Enterprises would do well to ensure continuous monitoring of the network environment. They would also do well to manage the implemented security controls on a proactive basis.
An effective network monitoring system offers end-to-end visibility of the network traffic. It:
- Understands legitimate traffic patterns in the network, and issues prompt alerts when discovering unexpected traffic flows.
- Triggers automated responses, such as shutting down the network, or blocking the user, on detecting anomalies.
- Integrates threat intelligence capabilities, aggregating threat information from multiple sources.
Large enterprises could consider setting up an in-house security operations center, with robust incident response capabilities. Smaller firms could consider enlisting the services of a managed security services provider, to monitor their network and respond to incidents in real-time. Either way, proactive network monitoring is essential to keep the network safe.
See also: Paradigm Shift on Cyber Security
Security Assessment: Third party independent security reviews
Network security does not work in isolation. An effective security set-up offers tight integration, without leaving any loose ends. Enterprises would do well to conduct a thorough security audit to ensure such a state.

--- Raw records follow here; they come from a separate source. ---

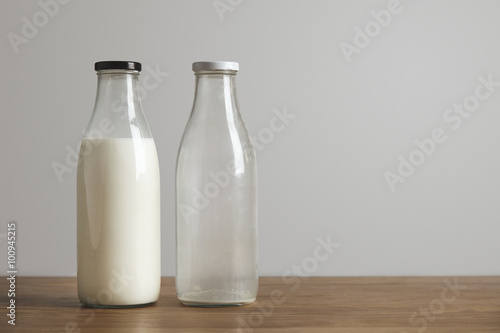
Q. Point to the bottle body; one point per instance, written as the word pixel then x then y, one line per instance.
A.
pixel 216 192
pixel 118 201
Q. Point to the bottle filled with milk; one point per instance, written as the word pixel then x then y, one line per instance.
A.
pixel 216 193
pixel 118 197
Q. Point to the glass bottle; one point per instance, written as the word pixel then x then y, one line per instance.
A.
pixel 216 185
pixel 118 197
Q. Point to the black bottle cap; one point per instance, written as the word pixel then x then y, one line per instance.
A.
pixel 130 65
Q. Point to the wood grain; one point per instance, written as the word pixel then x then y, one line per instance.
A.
pixel 319 304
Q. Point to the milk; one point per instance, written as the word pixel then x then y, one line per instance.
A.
pixel 118 212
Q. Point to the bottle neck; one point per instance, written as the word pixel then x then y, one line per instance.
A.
pixel 215 95
pixel 118 106
pixel 117 87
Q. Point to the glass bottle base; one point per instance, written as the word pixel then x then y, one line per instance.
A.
pixel 215 299
pixel 216 304
pixel 112 306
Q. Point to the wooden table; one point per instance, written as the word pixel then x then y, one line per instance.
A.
pixel 319 304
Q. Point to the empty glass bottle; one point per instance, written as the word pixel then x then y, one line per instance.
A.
pixel 216 186
pixel 118 197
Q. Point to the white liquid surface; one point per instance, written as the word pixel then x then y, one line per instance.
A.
pixel 118 211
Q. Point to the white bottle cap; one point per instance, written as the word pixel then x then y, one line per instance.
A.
pixel 215 65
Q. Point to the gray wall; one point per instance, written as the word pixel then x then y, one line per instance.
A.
pixel 356 117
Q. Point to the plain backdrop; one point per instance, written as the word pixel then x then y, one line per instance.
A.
pixel 323 175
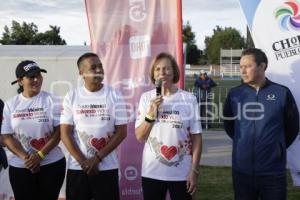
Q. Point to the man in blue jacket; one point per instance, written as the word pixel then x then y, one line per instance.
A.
pixel 3 159
pixel 262 119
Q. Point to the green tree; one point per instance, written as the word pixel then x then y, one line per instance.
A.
pixel 192 52
pixel 222 38
pixel 27 34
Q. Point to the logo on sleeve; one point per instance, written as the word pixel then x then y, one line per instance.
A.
pixel 271 97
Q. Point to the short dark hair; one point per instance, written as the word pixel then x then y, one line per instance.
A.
pixel 84 56
pixel 173 63
pixel 259 55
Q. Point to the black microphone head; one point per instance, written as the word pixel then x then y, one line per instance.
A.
pixel 158 84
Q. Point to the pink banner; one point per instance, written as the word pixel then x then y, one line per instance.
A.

A sound and comprehensive review compare the existing state of cybersecurity with best practices, in terms of:
- The integration of basic and advanced controls to the security architecture
- Integration of the existing security environment architecture with the business and IT vision
- How the security framework leverages latest technologies, such as Machine learning, behavior analysis, and threat modeling, to detect and mitigate identified threats
- The scalability of the security architecture to defend against future threats
- The preparedness of the architecture to deliver Intelligent and flexible responses
The state of cybersecurity is fluid. Enterprises need to adopt an adaptive and evolving approach the security. They need to re-evaluate security processes, practices, policies, platforms, and tools, on a regular basis.
With cybercrime damage estimated to touch $6 trillion annually by 2021, the stakes have never been higher.